09/22/2005 11:00PM

Hunkering down in Houston


The Houston Texans have a bye this weekend on the NFL schedule, which might be just as well, since they are 0-2 so far this season and have scored just 14 points in those two games, prompting intense local criticism and the acquisition of a new offensive coordinator. Oh yeah, and then there's that hurricane.

Robert McNair, the owner of the Texans, was at home in Houston with his wife Friday afternoon, taping up windows and battening down the hatches as Hurricane Rita continued to make its slow march toward the Texas coast. Outside, thousands of their fellow Houstonians were still evacuating the city, even as Rita was downgraded to a category 3 and began tilting farther east. The McNairs, known in the racing industry for their Stonerside Stable stars such as Congaree and Chilukki, had decided to ride Rita out.
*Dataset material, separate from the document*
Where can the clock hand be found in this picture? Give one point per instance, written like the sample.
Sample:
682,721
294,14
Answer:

"We're securing our home, trying to do everything we can," said Janice McNair. "We will just hunker down in the center of the house, and I think we will be all right. Let me get Bob off the ladder. I'm sure he would love to talk to you."

Whoa. Careful, Bob. The last time a ladder made racing news was during the hurricane season of 2004, when Jerry Bailey took a tumble while securing the storm windows of his Miami area home and fractured his wrist.

McNair, obviously far more athletic than Bailey, alighted without incident and picked up the story.

"Hopefully, the storm will pass to the east of us," McNair said, "and if it does that, we're on the backside of the eye, which doesn't have as much force."

He sounded like a veteran who had been through this before. The McNairs, in fact, have lived in Houston since 1960. In 1961, the eye of Hurricane Carla, a category 5, passed directly over the city.

"They're unpredictable, so you can't be complacent about it," McNair said. "We've been through other hurricanes, so it's not our first rodeo, as they say. But we've been through nothing quite as severe as this could be."

Just down the road at Sam Houston Park, a skeleton crew of security personnel patrolled the facility and braced for Rita's landfall. Martha Claussen, the track's director of communications, was at her nearby home preparing for the worst.

"This is wild," Claussen said. "I've lived here 25 years, and we've seen lots of tropical storms, and tropical depressions, and even hurricanes. But nothing like this. The mass evacuation has been unbelievable."

Claussen, her husband, and their barking Weimeraner had decided to stay put.

"I have a daughter who goes to college in Austin, and I could have headed there," she said. "But a three-hour trip to Austin is now taking more than 10 hours. A trip to Dallas normally takes four hours. Now it has been clocked at 20 hours. People are running out of gas along the way.

"From the track's standpoint, we are fortunate that we don't have live racing right now," Claussen noted. "I can't imagine how difficult it would have been with all the people associated with live racing, not to mention the evacuation of horses."

The Sam Houston Quarter Horse meet ended Sept. 11 and the horses have moved on to Lone Star. The Thoroughbred sport is scheduled to return to Sam Houston on Oct. 28. In the meantime, the track has been open for simulcast customers.

"We're located in northwest Houston," Claussen said, "just south of the international airport and about 60 miles north of Galveston. The track is not near any water, but in parts of Houston, if this hits us like they predict, there will be a lot of flooding. We have a couple areas near the center of the city near bayous that are sure to overflow."

The last time Houston got in the way of a serious event was June 5, 2001, when Tropical Storm Allison dumped two feet of rain on downtown Houston to the accompaniment of 65 mile per hour sustained winds. The toll was 22 dead and $5 billion in damage.

"That's why we've closed the track as a precaution this time," Claussen said. "Allison hit us the night before the Belmont Stakes, and we didn't quite prepare enough. We had about 60 patrons and employees who ended up spending the night. The facility itself was fine, but the parking lot and feeder roads were all under water."

This time around, Hurricane Rita is promising winds twice the power of Allison.

"Basically, we've secured everything we can at the track," Claussen said. "But like our general manager Ann McGovern pointed out, when you've got 100 mile per hour winds, you can only do so much. There will be a skeleton crew at the track for security. But for the most part we've told our employees to go home and keep their families safe."

And hunker down, just like the McNairs.

"It's a very strange feeling, to be so basically helpless in the face of Mother Nature," Claussen added. "Today it's clear, not a breath of wind, and very hot. It's hard to believe that something is coming to turn everything upside down."